Capt. John Darrington recalled that the "men were crowded in such numbers in the boats as to preclude everything like comfort. In many of the boats were two and three companies. This was an evil which could not be remedied: for, had our boats been multiplied, I do not think we should have been able to manage them. In the boat in which I ascended were three companies, and it was with difficulty I could ever get more than twelve or fifteen men at the oars.

"For the first few days after we commenced our ascent, the number of deaths were not more than usual. Afterwards they began to increase, and before we arrived at Point Coupee, it became a first duty at our nightly encampments to bury those who had died during the day, and in the morning to bury those who had died during the night.

"This last rite consisted in wrapping them in their blankets and covering them with two or three feet of earth."

During the congressional inquiry on the death march, this question was asked: "Did you ever hear or know of the dead of an army in the field or on a march being buried otherwise than in their blankets; and is it practical to furnish planks?"

Lt.-Col. Beall snapped: "It is impossible on a march to provide coffins for the dead."




On the 3rd of October, the first boats arrived at Point Coupee Post {near New Roads}. At this place the doctors determined that a hospital had to be set up because some of the men could bear the journey no longer. On this trip, the frontier military bureaucracy had few provisions for money in such an emergency situation. So the officers dug into their pockets to provide for the men to be left behind.
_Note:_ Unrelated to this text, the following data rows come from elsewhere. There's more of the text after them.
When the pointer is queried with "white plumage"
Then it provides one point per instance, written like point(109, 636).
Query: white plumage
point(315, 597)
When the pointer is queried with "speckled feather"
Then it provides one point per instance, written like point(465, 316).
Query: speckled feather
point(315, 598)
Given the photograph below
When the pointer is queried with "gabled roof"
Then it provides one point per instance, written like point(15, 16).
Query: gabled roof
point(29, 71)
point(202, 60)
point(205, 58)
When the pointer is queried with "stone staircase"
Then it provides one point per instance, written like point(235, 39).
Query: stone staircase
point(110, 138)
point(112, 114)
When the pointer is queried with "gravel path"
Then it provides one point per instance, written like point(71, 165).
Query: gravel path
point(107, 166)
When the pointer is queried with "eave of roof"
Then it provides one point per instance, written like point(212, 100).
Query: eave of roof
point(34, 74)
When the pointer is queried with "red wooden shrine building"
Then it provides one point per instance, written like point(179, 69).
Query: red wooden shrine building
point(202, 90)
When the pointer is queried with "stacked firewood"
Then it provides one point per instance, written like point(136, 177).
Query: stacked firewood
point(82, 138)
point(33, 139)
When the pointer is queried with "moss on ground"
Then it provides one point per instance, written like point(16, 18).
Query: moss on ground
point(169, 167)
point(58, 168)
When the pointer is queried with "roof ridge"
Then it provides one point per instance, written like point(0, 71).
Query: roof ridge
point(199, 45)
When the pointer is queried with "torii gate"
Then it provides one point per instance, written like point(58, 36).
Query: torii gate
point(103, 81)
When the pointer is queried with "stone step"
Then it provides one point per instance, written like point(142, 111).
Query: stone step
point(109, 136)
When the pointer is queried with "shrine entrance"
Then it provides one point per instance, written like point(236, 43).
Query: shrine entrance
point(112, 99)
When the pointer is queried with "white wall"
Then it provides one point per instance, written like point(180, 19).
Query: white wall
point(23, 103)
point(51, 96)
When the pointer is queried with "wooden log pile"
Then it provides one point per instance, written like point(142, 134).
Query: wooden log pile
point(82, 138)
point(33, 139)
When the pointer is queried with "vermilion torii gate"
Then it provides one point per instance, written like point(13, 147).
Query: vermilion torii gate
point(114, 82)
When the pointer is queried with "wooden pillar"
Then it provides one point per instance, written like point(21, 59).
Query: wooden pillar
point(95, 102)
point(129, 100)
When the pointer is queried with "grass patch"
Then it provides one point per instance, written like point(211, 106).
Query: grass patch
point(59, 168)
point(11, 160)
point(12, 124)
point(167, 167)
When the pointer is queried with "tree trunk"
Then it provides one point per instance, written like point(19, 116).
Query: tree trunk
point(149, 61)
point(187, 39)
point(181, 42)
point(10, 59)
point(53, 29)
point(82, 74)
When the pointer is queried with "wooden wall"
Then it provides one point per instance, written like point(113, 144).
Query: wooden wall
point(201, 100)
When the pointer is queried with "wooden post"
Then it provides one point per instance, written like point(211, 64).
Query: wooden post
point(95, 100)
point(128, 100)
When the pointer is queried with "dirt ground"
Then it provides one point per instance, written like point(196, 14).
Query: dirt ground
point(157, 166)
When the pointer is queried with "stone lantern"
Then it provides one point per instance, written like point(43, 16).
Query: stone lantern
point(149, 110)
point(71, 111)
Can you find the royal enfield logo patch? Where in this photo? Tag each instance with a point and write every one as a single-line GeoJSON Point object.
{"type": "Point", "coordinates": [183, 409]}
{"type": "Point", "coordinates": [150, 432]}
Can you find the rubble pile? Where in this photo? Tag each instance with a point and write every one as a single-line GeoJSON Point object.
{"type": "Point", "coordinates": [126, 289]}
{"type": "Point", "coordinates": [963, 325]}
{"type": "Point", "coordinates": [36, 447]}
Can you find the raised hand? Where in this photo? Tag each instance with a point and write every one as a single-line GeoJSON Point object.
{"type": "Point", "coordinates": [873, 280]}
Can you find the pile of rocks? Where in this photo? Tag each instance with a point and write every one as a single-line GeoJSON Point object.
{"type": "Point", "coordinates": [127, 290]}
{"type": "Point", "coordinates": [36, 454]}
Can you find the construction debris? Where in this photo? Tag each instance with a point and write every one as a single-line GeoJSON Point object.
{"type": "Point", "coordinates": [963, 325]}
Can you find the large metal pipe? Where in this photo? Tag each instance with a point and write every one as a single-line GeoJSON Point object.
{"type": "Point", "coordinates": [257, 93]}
Financially, everyone was in a bind. The sick men's uniforms were obviously soiled and in tatters. They were too weak to keep up with any of their belongings.

Major Elecus Backus said soldiers were normally paid every two months but had not been paid in four to six months. His testimony was refuted by others, although even if the men did have money in their pockets they would have been too ill to keep up with it. Backus said the men could not purchase fowl or vegetables that would have been an improvement over the poor provisions provided by the military. Much of the flour provided by the military was rancid.

Backus testified that "the (Army) paymaster ... did not consider it his duly to go from New Orleans to pay the troops, and there being no paymasters to many of the regiments, payments could not be made; and one cause assigned by General Wilkinson was, that if the men were paid off before they ascended the river, many would desert."

Wilkinson denied this claim, although frontier companies suffered greatly from desertion. On the average, an Army private made $10 per month.

"The want of clothing was so great," said Backus, "that many of the soldiers were almost naked; this was owing to the new clothing not arriving until short time before the army moved up the river and was not delivered to the company officers until after they had arrived at Washington, Mississippi Territory."

There was already a shortage of doctors and as they became ill, the medical attention available for many men was non-existent.

Backus said that when the voyage began he talked to Wilkinson as he lay on his sick bed. The general told him "that there was not a dollar in the Quartermaster's Department to defray any extra expenses; that I must take them as they were."

So poor was this convoy that when 100 of the sick were left at Point Coupee, Backus said that had the officers not pooled about $100 dollars to buy some chickens and vegetables that the sick would have had virtually nothing to eat.

The flotilla journeyed onward, burying men along the riverbank all the way to Fort Adams. By now, the number of dead from the original total of 2,000 troops assembled at New Orleans was in the hundreds and rising.